Introduction
There are many different approaches to optical character recognition problem. One of the most common and popular approaches is based on neural networks, which can be applied to different tasks, such as pattern recognition, time series prediction, function approximation, clustering, etc.
In this article, I'll try to review some approaches for optical character recognition using artificial neural networks. The attached project is aimed as a research project, so don't try to find here a ready solution for scanned document processing.
Popular approach
The most popular and simple approach to OCR problem is based on feed forward neural network with backpropagation learning. The main idea is that we should first prepare a training set and then train a neural network to recognize patterns from the training set.
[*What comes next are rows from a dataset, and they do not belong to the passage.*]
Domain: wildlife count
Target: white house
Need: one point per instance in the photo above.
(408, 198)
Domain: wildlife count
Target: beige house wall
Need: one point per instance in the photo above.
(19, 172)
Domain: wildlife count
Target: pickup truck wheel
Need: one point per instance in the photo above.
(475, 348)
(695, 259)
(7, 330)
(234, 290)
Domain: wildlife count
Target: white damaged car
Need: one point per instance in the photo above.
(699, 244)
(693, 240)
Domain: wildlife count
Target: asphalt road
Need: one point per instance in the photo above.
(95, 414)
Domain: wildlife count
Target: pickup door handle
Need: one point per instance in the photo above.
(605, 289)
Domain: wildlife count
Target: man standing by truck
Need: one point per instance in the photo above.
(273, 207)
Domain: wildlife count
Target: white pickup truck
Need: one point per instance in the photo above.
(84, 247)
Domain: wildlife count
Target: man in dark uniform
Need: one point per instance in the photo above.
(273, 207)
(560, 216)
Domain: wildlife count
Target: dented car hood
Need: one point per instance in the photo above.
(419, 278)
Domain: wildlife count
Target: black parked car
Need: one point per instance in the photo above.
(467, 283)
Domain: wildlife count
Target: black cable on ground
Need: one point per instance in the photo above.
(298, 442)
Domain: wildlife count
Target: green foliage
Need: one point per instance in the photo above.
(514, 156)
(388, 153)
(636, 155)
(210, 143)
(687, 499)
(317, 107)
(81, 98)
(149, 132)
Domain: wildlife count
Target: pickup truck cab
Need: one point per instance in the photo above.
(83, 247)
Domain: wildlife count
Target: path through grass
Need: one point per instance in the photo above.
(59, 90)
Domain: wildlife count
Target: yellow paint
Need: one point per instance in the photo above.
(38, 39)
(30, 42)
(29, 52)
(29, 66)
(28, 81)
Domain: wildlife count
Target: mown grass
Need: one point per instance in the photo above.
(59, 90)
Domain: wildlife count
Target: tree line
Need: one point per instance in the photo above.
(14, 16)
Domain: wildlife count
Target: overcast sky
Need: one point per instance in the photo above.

In the training step we teach the network to respond with desired output for a specified input. For this purpose each training sample is represented by two components: possible input and the desired network's output for the input. After the training step is done, we can give an arbitrary input to the network and the network will form an output, from which we can resolve a pattern type presented to the network.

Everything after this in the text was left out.